Sakai, la ciudad económicamente más pujante del país, era terreno de predicación de Yōsō Sōi, principal discípulo de Kasō. Con el prestigio que le daba estar en posesión del inka expedido por Kasō, Yōsō trató de encontrar nuevos prosélitos entre la clase de los comerciantes, que hasta entonces había quedado espiritualmente desatendida. Aunque los comerciantes tenían un gran poder económico, en el orden social de la época ocupaban una posición baja y su educación dejaba mucho que desear, por lo que, si se deseaba sintonizar con ellos en la predicación, inevitablemente había que hacer concesiones en cuanto a la calidad del mensaje. Pero Ikkyū, que en estas cuestiones era muy serio, no podía aceptar una cosa así. A sus ojos, por más que fuera el “discípulo principal” de Kasō, Yōsō Sōi resultaba tener tan poco filo como su espada de pega. Ikkyū aspiraba a alcanzar un alto grado de conocimiento y estaba comprometido con un zen sacrificado y sincero, por más que fuera su estrambótica conducta, aparentemente en conflicto con tan excelsos ideales, lo que atraía más a la gente del emporio. Era, además, hijo natural del emperador Go-Komatsu. Muchos opulentos clanes de Sakai se reunieron en torno a él. Las últimas investigaciones revelan que Ikkyū no solo atrajo a los comerciantes de Sakai: entre sus seguidores había personas que se habían enrolado en las misiones marítimas de carácter comercial dirigidas a la China Ming, o un hijo de un matrimonio mixto chino-japonés que, al igual que su padre extranjero, ejercía como intérprete.

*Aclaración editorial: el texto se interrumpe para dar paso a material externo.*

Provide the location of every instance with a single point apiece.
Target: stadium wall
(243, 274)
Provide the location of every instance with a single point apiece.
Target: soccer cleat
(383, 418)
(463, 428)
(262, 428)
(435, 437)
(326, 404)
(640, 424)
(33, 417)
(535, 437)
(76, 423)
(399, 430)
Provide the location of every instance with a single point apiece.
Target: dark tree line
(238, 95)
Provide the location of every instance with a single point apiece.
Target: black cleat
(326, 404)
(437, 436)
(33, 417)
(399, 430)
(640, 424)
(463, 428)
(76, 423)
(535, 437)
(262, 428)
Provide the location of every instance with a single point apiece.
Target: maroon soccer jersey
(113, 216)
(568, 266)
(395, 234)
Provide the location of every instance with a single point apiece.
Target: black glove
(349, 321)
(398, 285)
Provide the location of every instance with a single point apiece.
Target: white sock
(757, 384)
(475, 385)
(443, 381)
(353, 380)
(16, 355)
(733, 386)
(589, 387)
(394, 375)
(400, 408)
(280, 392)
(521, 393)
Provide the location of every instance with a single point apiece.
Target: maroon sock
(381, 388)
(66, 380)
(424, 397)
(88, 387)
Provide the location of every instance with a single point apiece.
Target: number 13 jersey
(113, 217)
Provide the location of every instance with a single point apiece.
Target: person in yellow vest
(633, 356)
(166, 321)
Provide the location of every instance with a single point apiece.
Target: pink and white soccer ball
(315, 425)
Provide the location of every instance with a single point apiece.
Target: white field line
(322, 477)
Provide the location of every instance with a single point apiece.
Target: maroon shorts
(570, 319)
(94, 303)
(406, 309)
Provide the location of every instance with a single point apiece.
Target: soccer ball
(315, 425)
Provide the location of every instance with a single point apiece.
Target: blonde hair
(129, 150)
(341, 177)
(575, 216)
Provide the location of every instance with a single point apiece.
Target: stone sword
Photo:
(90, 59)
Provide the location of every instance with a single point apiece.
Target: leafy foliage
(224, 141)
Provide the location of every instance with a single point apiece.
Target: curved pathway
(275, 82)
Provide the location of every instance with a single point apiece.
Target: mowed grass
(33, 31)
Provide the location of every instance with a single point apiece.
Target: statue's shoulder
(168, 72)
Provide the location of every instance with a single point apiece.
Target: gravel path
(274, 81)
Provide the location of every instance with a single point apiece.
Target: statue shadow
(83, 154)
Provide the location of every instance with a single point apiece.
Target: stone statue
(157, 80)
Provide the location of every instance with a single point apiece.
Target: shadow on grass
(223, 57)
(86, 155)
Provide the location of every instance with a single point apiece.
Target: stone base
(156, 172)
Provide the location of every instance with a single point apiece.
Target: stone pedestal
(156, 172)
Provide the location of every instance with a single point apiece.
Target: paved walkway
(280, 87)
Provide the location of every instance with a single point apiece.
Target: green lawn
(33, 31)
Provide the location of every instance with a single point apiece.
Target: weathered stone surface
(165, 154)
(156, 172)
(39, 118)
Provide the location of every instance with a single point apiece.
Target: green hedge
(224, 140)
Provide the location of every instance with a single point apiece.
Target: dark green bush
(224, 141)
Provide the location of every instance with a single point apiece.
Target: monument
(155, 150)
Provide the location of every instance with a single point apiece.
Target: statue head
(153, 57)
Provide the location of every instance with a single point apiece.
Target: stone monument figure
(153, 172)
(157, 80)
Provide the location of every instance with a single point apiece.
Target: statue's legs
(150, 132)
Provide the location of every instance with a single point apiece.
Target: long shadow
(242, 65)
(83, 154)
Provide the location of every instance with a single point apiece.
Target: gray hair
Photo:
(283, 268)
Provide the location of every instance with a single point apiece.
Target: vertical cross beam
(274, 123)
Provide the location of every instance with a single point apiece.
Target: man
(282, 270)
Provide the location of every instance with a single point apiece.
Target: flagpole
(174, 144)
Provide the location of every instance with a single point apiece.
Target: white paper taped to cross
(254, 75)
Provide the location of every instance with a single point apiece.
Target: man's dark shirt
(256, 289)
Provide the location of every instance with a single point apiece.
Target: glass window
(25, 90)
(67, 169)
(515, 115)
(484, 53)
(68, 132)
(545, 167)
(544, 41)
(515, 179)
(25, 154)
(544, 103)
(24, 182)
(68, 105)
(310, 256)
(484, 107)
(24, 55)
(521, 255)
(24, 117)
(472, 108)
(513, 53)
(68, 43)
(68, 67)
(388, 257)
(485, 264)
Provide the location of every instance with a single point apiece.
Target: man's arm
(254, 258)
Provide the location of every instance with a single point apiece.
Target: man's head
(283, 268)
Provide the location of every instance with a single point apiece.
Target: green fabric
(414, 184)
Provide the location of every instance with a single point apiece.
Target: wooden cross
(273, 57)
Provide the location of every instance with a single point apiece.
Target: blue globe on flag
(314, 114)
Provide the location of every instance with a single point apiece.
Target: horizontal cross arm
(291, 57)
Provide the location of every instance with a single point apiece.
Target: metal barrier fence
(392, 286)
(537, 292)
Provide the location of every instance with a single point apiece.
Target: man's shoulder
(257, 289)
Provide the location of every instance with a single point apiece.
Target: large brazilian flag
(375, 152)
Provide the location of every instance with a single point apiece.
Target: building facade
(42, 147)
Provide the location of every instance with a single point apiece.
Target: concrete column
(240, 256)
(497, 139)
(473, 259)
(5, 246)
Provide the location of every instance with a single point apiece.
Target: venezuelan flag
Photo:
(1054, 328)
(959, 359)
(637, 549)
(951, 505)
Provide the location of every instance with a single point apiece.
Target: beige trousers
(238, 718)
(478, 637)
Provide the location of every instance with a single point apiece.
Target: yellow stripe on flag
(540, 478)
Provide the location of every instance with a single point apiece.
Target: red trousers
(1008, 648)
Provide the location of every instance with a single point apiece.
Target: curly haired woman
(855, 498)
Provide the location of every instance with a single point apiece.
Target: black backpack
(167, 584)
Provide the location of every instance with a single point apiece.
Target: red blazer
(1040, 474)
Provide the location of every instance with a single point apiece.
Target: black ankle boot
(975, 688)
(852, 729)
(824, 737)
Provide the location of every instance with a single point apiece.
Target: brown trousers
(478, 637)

Una vida marcada por la rebeldía frente a la autoridad
A Ikkyū le indignaban particularmente los referidos certificados de iluminación (permisos para difundir la ley de Buda), tan codiciados por los monjes zen. Para él, los inka no solo eran inútiles sino, además, perjudiciales. Cuando, a la edad de 47 años, recayó sobre él el puesto de responsable de la sección Nyoi-an del templo de Daitoku-ji, cabeza de la rama homónima de la escuela Rinzai, se largó del lugar diciendo que le disgustaba tener que desempeñar un cargo tan sometido a moldes y convencionalismos como el de un distinguido oshō (monje con responsabilidad sobre un templo). Ikkyū era la imagen viva de la excentricidad y de la rebeldía frente a la autoridad.
Cuando el templo que había abandonado tan rápidamente debido a su disgusto por los honores resultó dañado por un gran incendio a consecuencia de la guerra de Ōnin-Bunmei, sus 85 años no le impidieron entregarse con todas sus energías a su reconstrucción, pues era el semillero donde se habían formado muchos de sus más respetados maestros zen. Y en las tareas de reparación colaboraron con su dinero muchos mercaderes de Sakai devotos de Ikkyū.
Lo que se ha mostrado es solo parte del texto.